Have you ever looked a girl and thought she was pretty and maybe whistled or made a comment? Did you ever think that doing something like that could get you killed? That’s what happened to Emmett Till in 1955. Emmett was a fourteen-year-old black boy from Chicago, and he just didn’t know how things were done in Mississippi. And when they told him about the way things worked between the blacks and whites in the South, he didn’t take it seriously. He wasn’t about to let anybody tell him what he could and couldn’t do. And he certainly wasn’t going to act like anybody’s servant, carrying some white boy’s suitcase like he was some sort of slave. That was Hiram Hillburn’s introduction to Emmett: Emmett was the boy who wouldn’t carry his suitcase. Not that Hiram wanted Emmett to carry it. Hiram just wanted to get to his grandfather’s house. It was heaven to be at his grandfather’s, where he’d spent so many wonderful vacations as a kid. It was heaven to be away from his father, with his constant sermons and weirdness about hate, racism, equal rights, and all that. His father hated the South and the way things were down there, and he’d moved his family as far away from Mississippi and his own father as he could possibly get them. But Hiram didn’t hate the South, and he certainly didn’t hate his grandfather. That is, he didn’t until he heard about what happened to Emmett Till after someone accused him of whistling at a white woman. How could anyone kidnap a fourteen-year-old kid, viciously beat, maim, and shoot him, and then dump him into a river? And how could it be that the people responsible were declared innocent after the jury deliberated for barely an hour? How could it be that people like Hiram’s own grandfather think the most horrible thing that happened was a wolf whistle, not a murder?  
                    
                    (Pause a beat or two, or wait for the "is that true?" question.)
                    
                    This novel is based on actual events. Hiram’s part of the story is fiction, but Emmett Till did go to Mississippi in 1955, he did whistle at a white woman in a store, he was murdered for it, and his killers did go free. The U.S. Justice Department has recently (Oct. 2004) reopened the case. If you would like to learn more about Emmett Till’s story, try Getting Away With Murder, also by Chris Crowe.  (Miriam Neiman, neiman@glasct.org, Welles-Turner Memorial Library, Glastonbury, CT)

Booktalk #2

At first Hiram was very excited to be visiting his favorite grandfather in Greenwood, Mississippi.  Things were going great till he meets Emmett Till.  Emmett Till was a 14 year-old African American from Chicago who went to visit realatives for the summer in Greenwood.

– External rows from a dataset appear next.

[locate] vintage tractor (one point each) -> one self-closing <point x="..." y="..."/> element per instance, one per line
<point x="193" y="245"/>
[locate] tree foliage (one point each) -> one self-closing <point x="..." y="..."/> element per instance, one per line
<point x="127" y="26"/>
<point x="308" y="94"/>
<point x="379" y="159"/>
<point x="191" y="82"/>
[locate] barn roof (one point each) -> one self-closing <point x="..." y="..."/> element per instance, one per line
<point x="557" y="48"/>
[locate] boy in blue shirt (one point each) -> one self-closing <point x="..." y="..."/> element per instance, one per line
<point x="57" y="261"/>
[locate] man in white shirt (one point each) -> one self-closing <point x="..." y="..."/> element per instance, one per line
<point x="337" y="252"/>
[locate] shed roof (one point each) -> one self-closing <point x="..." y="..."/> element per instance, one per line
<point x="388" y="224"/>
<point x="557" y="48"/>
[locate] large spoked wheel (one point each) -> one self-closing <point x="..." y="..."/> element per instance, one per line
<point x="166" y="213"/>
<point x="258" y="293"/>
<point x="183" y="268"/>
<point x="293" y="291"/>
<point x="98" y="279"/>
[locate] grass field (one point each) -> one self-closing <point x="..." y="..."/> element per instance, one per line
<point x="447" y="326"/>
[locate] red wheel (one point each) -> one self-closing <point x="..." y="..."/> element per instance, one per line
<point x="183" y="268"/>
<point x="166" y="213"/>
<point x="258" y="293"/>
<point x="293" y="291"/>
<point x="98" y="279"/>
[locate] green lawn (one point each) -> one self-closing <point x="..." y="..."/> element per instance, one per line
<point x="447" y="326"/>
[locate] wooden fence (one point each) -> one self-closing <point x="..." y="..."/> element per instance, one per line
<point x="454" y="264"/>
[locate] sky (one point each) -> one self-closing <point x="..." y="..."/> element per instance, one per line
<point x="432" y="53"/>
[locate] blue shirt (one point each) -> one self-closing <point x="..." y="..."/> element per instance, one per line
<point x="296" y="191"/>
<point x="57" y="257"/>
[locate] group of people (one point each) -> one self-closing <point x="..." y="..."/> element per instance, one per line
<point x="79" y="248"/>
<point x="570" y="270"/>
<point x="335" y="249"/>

                    Hiriam and Emmett become friends.  A tragic incident happens to Emmett.  He was kidnapped and murdered for allegedly whistling at a white woman in the Bryant Meat and Grocery Store.

                    A few night later, R.C., an old "friend" of Hiriam's pays him a visit and tells him about Emmett whistling at a white woman in public and "how he ought to be taught a lesson!"  Hiriam worries about Emmett.  Emmett's body is found a couple of days later floating in the river.

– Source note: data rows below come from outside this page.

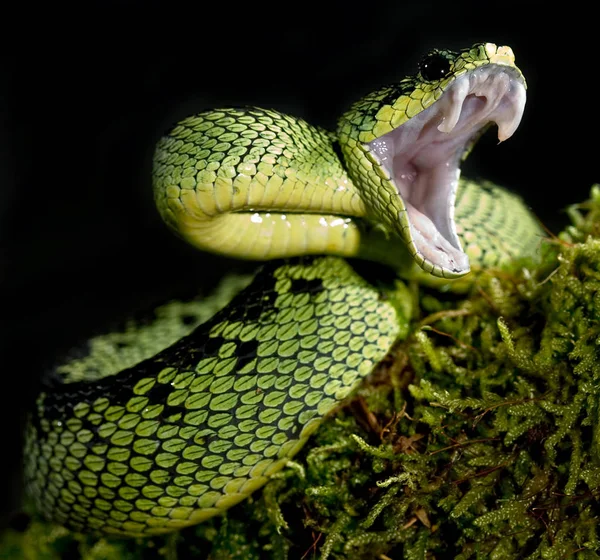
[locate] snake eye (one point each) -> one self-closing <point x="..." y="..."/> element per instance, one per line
<point x="434" y="67"/>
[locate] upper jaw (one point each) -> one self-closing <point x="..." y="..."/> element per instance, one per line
<point x="422" y="157"/>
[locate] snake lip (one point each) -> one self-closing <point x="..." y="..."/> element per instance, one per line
<point x="423" y="155"/>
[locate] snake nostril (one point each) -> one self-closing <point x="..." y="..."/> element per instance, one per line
<point x="434" y="67"/>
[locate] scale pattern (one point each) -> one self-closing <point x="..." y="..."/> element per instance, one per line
<point x="147" y="440"/>
<point x="187" y="434"/>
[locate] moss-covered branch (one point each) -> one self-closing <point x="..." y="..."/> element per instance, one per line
<point x="478" y="438"/>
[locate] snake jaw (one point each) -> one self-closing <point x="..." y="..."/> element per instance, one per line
<point x="423" y="155"/>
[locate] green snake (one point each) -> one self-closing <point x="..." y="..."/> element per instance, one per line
<point x="168" y="422"/>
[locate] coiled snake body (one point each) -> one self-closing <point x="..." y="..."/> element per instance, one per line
<point x="164" y="430"/>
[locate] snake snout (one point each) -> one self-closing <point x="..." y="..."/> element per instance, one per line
<point x="423" y="155"/>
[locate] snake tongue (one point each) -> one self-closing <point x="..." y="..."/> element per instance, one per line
<point x="423" y="158"/>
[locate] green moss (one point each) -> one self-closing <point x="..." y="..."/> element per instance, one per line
<point x="479" y="438"/>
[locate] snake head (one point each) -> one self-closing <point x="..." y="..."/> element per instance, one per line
<point x="404" y="144"/>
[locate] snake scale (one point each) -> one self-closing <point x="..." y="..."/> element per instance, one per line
<point x="170" y="421"/>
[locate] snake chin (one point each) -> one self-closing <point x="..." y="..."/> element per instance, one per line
<point x="423" y="155"/>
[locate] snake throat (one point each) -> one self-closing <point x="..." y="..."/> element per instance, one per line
<point x="423" y="155"/>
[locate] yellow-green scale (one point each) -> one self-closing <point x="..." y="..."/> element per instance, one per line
<point x="183" y="436"/>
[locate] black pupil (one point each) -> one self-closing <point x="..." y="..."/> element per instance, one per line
<point x="434" y="67"/>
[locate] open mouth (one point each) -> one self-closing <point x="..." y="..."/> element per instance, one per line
<point x="423" y="157"/>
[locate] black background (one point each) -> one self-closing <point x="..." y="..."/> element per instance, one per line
<point x="87" y="91"/>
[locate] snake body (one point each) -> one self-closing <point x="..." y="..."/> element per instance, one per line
<point x="164" y="431"/>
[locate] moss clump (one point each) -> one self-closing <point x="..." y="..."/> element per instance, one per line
<point x="479" y="437"/>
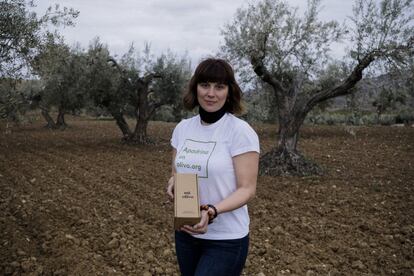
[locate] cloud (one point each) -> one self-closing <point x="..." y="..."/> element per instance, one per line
<point x="179" y="25"/>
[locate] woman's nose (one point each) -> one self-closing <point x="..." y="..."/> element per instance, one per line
<point x="210" y="91"/>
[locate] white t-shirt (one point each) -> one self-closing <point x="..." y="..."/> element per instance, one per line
<point x="207" y="150"/>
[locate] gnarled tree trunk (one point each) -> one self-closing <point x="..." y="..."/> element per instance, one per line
<point x="60" y="120"/>
<point x="49" y="120"/>
<point x="285" y="159"/>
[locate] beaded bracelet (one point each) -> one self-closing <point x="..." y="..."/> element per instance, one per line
<point x="205" y="208"/>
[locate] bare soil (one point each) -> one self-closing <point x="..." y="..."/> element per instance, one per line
<point x="79" y="202"/>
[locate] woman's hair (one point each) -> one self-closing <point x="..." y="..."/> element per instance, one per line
<point x="214" y="70"/>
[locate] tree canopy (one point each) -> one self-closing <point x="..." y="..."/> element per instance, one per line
<point x="290" y="52"/>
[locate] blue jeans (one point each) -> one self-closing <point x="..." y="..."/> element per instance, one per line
<point x="200" y="257"/>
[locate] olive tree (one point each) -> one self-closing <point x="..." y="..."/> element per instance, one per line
<point x="62" y="72"/>
<point x="289" y="52"/>
<point x="22" y="31"/>
<point x="137" y="82"/>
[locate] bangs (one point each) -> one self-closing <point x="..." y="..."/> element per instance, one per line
<point x="214" y="72"/>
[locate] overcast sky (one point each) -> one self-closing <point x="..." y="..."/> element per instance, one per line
<point x="191" y="26"/>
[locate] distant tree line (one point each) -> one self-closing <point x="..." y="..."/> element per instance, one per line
<point x="283" y="57"/>
<point x="38" y="70"/>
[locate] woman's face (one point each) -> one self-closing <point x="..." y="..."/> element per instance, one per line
<point x="212" y="95"/>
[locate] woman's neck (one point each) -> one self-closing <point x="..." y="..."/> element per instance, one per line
<point x="208" y="118"/>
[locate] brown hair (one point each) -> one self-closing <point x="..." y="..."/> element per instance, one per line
<point x="214" y="70"/>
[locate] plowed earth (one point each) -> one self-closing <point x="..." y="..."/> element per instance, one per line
<point x="79" y="202"/>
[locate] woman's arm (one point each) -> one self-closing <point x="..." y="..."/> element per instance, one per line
<point x="170" y="185"/>
<point x="246" y="167"/>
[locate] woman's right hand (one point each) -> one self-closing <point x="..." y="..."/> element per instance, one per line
<point x="170" y="188"/>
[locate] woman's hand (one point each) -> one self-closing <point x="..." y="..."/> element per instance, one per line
<point x="170" y="188"/>
<point x="199" y="228"/>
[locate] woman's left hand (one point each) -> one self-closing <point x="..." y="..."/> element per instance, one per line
<point x="199" y="228"/>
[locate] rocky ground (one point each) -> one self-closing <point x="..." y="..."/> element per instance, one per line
<point x="79" y="202"/>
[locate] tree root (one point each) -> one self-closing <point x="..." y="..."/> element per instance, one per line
<point x="282" y="162"/>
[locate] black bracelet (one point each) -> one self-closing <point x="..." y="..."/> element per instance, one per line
<point x="215" y="210"/>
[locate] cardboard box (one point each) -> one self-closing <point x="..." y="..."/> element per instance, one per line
<point x="186" y="200"/>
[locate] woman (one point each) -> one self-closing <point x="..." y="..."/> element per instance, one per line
<point x="224" y="152"/>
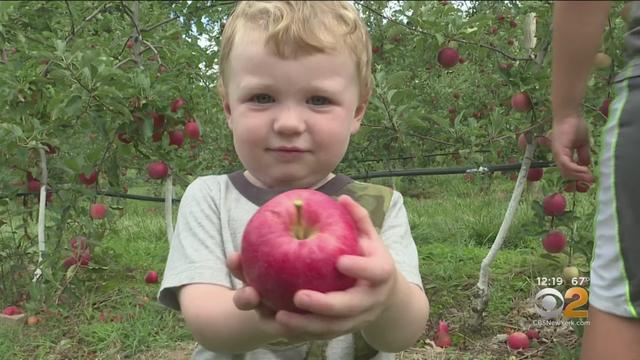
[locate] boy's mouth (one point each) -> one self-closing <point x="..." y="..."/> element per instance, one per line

                    Hiriam cannot figure out who murdered Emmett.  Hiriam and the town try to solve the murder mystery.  Could R.C. be capable of committing this torture type crime?  Due to the prejudice circumstances that existed in the south during the 1950's Hiriam is very confused about who murdered his friend.

                    Read this book and find out exactly who is responsible for this horrible hate crime.  Does the real killer get his "just deserved" punishment?  You'll have to read the story to find out who done it.  (Rebecca C. Pierce, bapierce@mobiletel.com,  Golden Meadow Lower Elementary, Golden Meadow, Louisiana, USA)

SUBJECTS:     Grandfathers -- Fiction.
                        Fathers and sons -- Fiction.
                        Racism -- Fiction.
                        Till, Emmett, 1941-1955 -- Fiction.
                        African Americans -- Mississippi -- Fiction.
                        Mississippi -- Race relations -- Fiction.
                        Historical fiction.